En La roja insignia del valor Crane escribió incluso más alta poesía que en sus libros de poemas, «tan agresivamente antilíricos», que tanto recuerdan a «las descarnadas canciones de Blake», el poeta al que Auster solo nombra una vez, a propósito de Los jinetes negros, y en quien el lector está pensando casi desde los primeros versos que cita. Y no solo Blake: a pesar de que nombre a Cervantes, hablando de ‘El hotel azul’ y el sueco que se ha vuelto loco de tanto leer noveluchas del Oeste, es raro que alguien como Auster no se acuerde de Borges y ‘El hombre de la esquina rosada’, o que no traiga a colación más a menudo a Faulkner, quien yo diría que tiene mucho de Crane y al que Auster solo menciona una vez y no para hablar precisamente de influencias.

El legado de Stephen Crane es, en fin, el del «primer modernista norteamericano, el principal responsable de cambiar el modo en que vemos el mundo a través de la lente de la palabra escrita», ahí es nada. Según Auster, volveremos a ver esa «distancia irónica del narrador» en Joyce, en Hemingway o en Camus, y en todos los que se afanaron a hurgar con pasión en las interioridades del personaje nunca antes tratadas. Sin su obra no se entiende el Lord Jim de su gran amigo Conrad, y sus retratos de una mente en crisis (en One Dash—Horses) serán el pan de cada día en el siglo XX. Su manera de saltar de un personaje infantil a otro para componer un mosaico recurrente llegará hasta Sherwood Anderson, el padre del cuento norteamericano contemporáneo, y su afán de concentración narrativa, que a fin de cuentas tiene el mismo fundamento que la concentración poética, está en la médula de la obra del propio Auster.

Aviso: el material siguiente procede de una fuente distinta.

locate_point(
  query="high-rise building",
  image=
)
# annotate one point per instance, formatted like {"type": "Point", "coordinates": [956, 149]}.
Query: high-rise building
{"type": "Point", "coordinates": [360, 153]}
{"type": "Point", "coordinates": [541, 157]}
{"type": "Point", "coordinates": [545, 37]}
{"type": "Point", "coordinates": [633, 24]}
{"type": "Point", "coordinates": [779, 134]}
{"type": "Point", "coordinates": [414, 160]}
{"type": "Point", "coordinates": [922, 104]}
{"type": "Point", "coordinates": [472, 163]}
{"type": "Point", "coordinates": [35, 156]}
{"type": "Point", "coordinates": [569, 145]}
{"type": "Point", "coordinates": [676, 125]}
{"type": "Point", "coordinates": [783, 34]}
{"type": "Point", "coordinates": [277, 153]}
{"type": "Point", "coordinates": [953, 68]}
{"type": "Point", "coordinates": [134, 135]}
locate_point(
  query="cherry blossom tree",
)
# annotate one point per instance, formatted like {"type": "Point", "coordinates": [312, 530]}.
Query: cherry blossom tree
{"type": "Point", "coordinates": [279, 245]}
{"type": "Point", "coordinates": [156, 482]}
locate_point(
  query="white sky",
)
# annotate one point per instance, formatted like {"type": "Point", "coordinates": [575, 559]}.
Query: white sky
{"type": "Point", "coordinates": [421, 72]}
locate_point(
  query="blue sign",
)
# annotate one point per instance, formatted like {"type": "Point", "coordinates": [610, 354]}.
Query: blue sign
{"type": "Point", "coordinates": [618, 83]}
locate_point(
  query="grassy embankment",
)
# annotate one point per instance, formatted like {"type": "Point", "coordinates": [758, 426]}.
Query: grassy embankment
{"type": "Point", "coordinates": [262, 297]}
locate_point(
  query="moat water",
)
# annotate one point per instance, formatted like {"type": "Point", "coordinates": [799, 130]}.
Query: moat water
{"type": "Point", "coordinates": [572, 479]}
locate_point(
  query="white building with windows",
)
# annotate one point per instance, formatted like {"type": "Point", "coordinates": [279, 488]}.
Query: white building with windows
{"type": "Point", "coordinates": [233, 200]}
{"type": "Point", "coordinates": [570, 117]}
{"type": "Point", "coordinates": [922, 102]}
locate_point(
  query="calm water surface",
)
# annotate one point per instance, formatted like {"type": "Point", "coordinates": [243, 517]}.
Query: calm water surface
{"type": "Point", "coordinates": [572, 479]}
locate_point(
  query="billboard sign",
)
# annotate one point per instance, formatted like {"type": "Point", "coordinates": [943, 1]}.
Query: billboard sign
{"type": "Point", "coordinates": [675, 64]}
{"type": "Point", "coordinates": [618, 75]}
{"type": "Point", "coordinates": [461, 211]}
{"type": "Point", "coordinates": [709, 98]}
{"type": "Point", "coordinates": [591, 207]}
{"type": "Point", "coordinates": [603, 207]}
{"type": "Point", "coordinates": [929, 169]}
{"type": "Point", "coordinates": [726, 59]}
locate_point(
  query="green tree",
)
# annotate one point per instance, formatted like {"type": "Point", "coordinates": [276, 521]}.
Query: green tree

Paul Auster terminó este libro en 2020, tras más de dos años de apasionada relectura de la obra de Crane y de las más importantes investigaciones sobre su vida. Se nota, en su entusiasta escritura, que es un homenaje a quien de muy jovencito lo deslumbró, cuando Crane todavía formaba parte de las lecturas obligatorias en el instituto, como si, a los setenta y tantos años, cerrara el círculo con quien lo hizo soñar en ser un escritor profesional. Aquel maestro murió muy joven, a una edad en la que Auster apenas empezaba a sacar la cabeza con sus poemas. Quién le iba a decir que después de este largo tributo ya solo escribiría un ensayo contra la proliferación de armas en Estados Unidos, Un país bañado en sangre, y una última y breve novela crepuscular, Baumgartner. Pudo completar una carrera que Crane, a pesar de que al final, quizá, su estrella se estuviese apagando, en el fondo solo tuvo tiempo de empezar. Aunque pudo asomarse a la vejez, Auster también la terminó demasiado pronto.


Paul Auster, La llama inmortal de Stephen Crane, trad. Benito Gómez Ibáñez, Seix Barral, 2021, 1033 p.